People talk about letting the consumer “choose” and so let free market forces work, but the health care system has so much in it that is arcane that the typical patient could not possibly make an informed choice. So it is not a free market when buyers do not have access to needed information.

4. But more of those on the left need to acknowledge that there most certainly are preventive health measures that the “have nots” can implement, at enormous savings to us all. People just need a simple financial incentive structure to practice this preventive medicine. Such preventive medicine translates to national health savings on the order of 30%, from my reading. Google on what the President of Safeway (Steven Burd) did when he gave Safeway employees a health insurance rate structure that resulted in higher premiums for those showing poor habits in the areas of tobacco usage, weight, cholesterol and blood pressure. Safeway health costs went down as its employees started practicing more preventive medicine, more than justifying the financial incentives. See for example Safeway CEO on free-market health care solutions.

5. Never forget that a healthy blue collar and middle class are essential to the success of companies and so your stocks.

Thank you both for your comments, and Elle, you ever feel the urge to send me a guest post, my blog welcomes you.

Joe

{ 2 comments… add one }
  • The BoBo September 17, 2009, 7:57 pm

    Well – I’m not going to take each of those points from Elle and break it all down for everyone because that would be an entire post in and of itself. First, I have been in the healthcare industry on all sides for the last 18 years. I was a claims processor for an insurance company, a billing manager for a national clinical laboratory, a litigation consultant on qui tam lawsuits for one of the Big 5 firms when there were five, and now I am a compliance officer for the largest primary care group practice in Florida. Other than the fact that everything Elle stated is completely inaccurate, I would just like to point out that regarding her assertion under #2 – what she suggests regarding physicians overprescribing because they are on commission – in case no one is aware of it – that is illegal. Not only are the pharmaceutical industries under strict regulations regarding kickbacks – so are the physicians. There are numerous laws – The Stark Law, The Anti-Kickback law, The PhrMa code, and many many more that I can name. Physicians are not on commission from the pharmaceutical industry. They are indeed paid a base salary – and many earn an annual or quarterly bonuses based on various financial incentives – none of which have anything to do with pharmaceuticals. The pharmacy industry isn’t even allowed to offer rebates or discounts any longer because they have the appearance of being a kickback.

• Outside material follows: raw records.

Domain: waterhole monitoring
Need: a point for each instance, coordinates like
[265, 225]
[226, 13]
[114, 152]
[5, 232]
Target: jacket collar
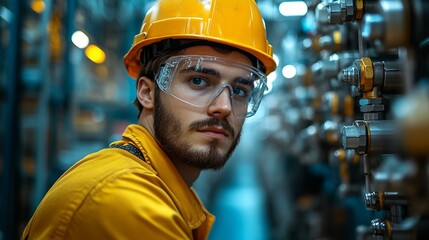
[187, 201]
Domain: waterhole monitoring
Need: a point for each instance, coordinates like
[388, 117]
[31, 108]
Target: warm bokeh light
[290, 9]
[289, 71]
[95, 54]
[38, 6]
[80, 39]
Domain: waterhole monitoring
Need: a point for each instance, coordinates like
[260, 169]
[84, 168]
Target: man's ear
[146, 92]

    Anyway – just wanted to put in my two-cents from someone who has been around for a while and actually knows what the Federal and State laws say. I won’t even get in to her comparison of a single payor plan to the private industry. She is so far off it’s not even funny.

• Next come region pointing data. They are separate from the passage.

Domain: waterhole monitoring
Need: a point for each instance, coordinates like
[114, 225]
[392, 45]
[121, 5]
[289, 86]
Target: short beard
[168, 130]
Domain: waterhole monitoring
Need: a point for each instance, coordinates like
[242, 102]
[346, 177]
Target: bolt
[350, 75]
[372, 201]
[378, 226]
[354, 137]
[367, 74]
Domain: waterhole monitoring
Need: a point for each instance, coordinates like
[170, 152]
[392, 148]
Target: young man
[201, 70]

  • Elle September 18, 2009, 12:35 pm

    Bobo, did you read the New Yorker article? It is not about prescribing medications. It is about doctors ordering unnecessary procedures because they have a financial interest in the profits of the facilities doing the procedures. This practice is legal.

    As for single payer vs. the multi-layered, multi-horizontal current system, I think only a biased party would assert that the current system is cheaper than single payer. The math is undeniable.